Support for Juvenile Arthritis Research

Contributed by: AnneMarie Brescia, MD

Prognostic Synovial Biomarkers in Juvenile Idiopathic Arthritis

Juvenile Idiopathic Arthritis (JIA) is the most common pediatric rheumatic disease. There are 7 subsets, one of which, oligoarticular form (oligo-JIA), represents 50% of the cases. Outcome in oligo-JIA is usually benign, but 30% of affected children evolve from persistent oligo-JIA into another form known as extended oligo-JIA, with more joints involved. Since this evolution may entail disability, early prediction of this course is desirable. The aims of this study are to investigate biomarkers to predict disease extension and understanding underlying mechanisms of inflammatory arthritis.

Our previous work has revealed that the RNA being made in fibroblast-like synoviocytes (FLS), cells that reside in the joint, from JIA patients who remained persistent versus those who were destined to extend, is different early in disease, which may be useful for prediction of which patients will extend.
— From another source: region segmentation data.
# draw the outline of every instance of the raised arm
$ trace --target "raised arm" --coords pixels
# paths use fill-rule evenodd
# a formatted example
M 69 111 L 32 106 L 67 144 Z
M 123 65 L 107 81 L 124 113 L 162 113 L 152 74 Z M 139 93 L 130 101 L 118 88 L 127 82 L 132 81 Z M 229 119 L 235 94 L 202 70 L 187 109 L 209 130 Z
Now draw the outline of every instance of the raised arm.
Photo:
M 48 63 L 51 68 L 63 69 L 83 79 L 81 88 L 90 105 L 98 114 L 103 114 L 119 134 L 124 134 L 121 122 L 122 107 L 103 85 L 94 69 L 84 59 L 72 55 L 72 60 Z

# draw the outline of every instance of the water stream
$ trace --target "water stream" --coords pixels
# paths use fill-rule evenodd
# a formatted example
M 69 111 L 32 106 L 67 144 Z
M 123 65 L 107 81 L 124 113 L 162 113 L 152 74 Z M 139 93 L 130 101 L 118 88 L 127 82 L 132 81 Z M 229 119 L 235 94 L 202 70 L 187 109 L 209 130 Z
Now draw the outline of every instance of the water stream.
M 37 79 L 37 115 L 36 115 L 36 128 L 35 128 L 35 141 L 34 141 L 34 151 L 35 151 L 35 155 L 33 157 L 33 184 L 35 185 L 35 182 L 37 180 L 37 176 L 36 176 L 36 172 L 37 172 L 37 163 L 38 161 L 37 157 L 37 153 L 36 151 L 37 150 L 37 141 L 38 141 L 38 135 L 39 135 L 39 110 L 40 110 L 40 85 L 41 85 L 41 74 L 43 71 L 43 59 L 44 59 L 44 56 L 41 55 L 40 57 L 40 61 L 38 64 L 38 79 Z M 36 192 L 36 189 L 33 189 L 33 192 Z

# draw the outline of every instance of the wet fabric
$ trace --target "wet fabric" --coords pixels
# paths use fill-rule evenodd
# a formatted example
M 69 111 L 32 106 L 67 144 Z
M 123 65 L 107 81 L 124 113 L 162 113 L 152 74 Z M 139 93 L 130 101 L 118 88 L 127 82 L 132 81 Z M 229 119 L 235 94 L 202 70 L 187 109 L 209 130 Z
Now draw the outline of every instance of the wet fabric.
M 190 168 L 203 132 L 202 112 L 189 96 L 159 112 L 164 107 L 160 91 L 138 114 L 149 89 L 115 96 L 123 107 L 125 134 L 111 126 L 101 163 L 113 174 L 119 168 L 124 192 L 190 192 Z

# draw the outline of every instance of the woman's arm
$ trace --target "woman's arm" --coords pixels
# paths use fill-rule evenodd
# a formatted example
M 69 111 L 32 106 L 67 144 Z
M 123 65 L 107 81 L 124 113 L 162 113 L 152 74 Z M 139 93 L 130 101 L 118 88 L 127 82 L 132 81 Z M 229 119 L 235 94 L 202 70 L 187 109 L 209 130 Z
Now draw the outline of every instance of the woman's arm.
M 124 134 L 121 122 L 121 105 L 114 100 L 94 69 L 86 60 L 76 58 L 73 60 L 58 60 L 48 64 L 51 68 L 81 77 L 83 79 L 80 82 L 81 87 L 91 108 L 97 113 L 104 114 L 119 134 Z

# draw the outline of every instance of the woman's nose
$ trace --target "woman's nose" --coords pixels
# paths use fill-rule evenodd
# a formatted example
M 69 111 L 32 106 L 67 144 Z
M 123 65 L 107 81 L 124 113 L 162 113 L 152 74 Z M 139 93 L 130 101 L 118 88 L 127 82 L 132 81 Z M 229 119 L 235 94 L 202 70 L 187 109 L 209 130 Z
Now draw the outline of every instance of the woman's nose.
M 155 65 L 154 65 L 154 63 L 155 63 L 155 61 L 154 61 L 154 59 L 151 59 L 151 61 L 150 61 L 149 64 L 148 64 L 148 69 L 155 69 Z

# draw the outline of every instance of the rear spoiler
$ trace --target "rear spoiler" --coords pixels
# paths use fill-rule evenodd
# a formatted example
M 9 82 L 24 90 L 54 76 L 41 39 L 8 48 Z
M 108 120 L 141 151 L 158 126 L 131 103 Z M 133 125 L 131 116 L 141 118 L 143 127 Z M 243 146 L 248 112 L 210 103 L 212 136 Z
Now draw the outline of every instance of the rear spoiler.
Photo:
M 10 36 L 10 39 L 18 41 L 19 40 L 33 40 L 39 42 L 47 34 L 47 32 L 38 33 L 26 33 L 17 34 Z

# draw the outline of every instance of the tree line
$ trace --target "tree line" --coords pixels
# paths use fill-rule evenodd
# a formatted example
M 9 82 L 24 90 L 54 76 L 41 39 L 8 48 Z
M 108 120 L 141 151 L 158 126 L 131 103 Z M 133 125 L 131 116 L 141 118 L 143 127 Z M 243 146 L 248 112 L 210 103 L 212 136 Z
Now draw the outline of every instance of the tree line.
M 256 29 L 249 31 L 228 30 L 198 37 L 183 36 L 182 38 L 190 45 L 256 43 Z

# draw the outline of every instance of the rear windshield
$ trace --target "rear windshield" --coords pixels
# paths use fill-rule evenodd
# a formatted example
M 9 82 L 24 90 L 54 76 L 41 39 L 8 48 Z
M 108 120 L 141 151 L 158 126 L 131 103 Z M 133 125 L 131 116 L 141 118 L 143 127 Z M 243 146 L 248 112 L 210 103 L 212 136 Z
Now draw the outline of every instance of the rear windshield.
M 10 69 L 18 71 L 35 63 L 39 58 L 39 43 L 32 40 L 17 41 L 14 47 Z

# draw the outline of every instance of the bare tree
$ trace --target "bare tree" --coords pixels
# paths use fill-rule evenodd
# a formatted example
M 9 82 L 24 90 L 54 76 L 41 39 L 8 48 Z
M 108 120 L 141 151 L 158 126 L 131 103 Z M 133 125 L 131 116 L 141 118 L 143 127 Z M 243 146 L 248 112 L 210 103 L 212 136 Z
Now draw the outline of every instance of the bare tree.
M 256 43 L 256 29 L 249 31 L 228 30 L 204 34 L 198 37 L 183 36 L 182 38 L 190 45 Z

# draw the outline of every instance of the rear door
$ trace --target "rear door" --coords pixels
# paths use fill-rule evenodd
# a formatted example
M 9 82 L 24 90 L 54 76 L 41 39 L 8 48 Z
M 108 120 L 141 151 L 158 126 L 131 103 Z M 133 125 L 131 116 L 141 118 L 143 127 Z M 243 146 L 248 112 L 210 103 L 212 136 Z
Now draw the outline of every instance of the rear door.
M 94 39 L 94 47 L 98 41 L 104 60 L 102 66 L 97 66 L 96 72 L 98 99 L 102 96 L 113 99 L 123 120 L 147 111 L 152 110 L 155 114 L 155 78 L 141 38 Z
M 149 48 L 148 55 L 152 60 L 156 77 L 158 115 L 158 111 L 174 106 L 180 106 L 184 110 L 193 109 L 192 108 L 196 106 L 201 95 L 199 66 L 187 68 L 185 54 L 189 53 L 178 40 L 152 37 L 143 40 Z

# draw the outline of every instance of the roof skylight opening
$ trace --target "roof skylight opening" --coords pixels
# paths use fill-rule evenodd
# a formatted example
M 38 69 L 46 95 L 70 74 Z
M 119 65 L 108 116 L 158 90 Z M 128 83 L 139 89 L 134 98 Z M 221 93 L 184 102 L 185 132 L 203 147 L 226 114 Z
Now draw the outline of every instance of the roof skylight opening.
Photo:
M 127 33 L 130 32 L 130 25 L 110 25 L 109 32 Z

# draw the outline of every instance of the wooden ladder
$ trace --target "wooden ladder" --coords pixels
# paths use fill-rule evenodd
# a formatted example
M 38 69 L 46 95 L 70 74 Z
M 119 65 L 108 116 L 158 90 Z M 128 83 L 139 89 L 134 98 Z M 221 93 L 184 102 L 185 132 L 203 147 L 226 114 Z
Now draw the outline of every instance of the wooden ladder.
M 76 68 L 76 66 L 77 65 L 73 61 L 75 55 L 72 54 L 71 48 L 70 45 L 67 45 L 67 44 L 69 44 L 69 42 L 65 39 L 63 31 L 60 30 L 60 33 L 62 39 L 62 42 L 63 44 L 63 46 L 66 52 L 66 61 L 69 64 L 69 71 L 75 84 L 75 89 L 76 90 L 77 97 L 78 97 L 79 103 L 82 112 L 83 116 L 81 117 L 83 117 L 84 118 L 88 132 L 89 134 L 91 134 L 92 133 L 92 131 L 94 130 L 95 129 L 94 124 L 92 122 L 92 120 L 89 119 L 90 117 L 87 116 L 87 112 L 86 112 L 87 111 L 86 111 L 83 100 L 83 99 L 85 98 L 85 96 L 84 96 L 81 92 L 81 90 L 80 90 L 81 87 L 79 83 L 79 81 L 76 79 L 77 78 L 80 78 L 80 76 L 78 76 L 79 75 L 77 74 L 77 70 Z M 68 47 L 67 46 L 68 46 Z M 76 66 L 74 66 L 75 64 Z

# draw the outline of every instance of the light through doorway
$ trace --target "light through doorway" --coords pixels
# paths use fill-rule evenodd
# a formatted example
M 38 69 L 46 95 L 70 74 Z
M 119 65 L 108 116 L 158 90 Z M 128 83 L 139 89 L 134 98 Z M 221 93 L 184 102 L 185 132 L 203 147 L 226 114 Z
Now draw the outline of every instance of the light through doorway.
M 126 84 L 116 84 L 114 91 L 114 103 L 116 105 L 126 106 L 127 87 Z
Our comparison of RNA of FLS from children with a persistent oligo-JIA course versus those who evolve into extended oligo-JIA revealed many genes with different degrees of activation between these two groups. When activated, these genes tell the cell to make important proteins involved in cell growth, connective tissue development, and inflammation. Using 6 of these genes, we were able to predict prognosis correctly 100% of the time on a small set of blinded samples.

Using these 6 genes as a starting point, we have continued to develop a biomarker panel to distinguish between the persistent and extended oligo-JIA using aspirated synovial fluid, the fluid from inflamed joints. Using the proteins expressed by these six genes, we have measured the levels of these proteins in synovial fluid from persistent and extended oligo-JIA to see which correlate with disease course. We are currently working on blinded validation of these candidate biomarkers on new synovial fluid samples. Our next steps are to make prediction on newly obtained samples.

We are also investigating the role of the TGFbeta signaling pathway in the pathogenesis of JIA. TGFbeta is known to have an important role in the pathogenesis of adult rheumatoid arthritis. We have demonstrated that the FLS are actually secreting markers that chondrocytes, or cartilage cells, secrete. This is very important because it may be indicating that the FLS themselves are actually behaving like chondrocytes, thereby directly contributing to the bony overgrowth seen in JIA. The bony overgrowth is a significant cause of morbidity in JIA, leading to knee deformity and leg length discrepancies.

Much of parental concern surrounding this disease is fear of the unknown: Development of biomarkers allows us to provide families and patients with more complete information regarding prognosis and to make more informed decisions regarding treatment strategies. We are moving forward with validation of biomarker panel to predict prognosis. Addressing juvenile idiopathic arthritis as early as possible to prevent joint damage will in turn significantly improve the long-term functional outcome and life enjoyment of children with arthritis. Demonstrating the role of the TGFbeta signaling pathway in the pathogenesis of JIA has implications for future treatment options. This work has resulted in several scientific publications and has been presented locally in Delaware, regionally and on a national level.

Thank you so much for the support of the Open Net Foundation over the years—you have truly contributed to this project moving forward!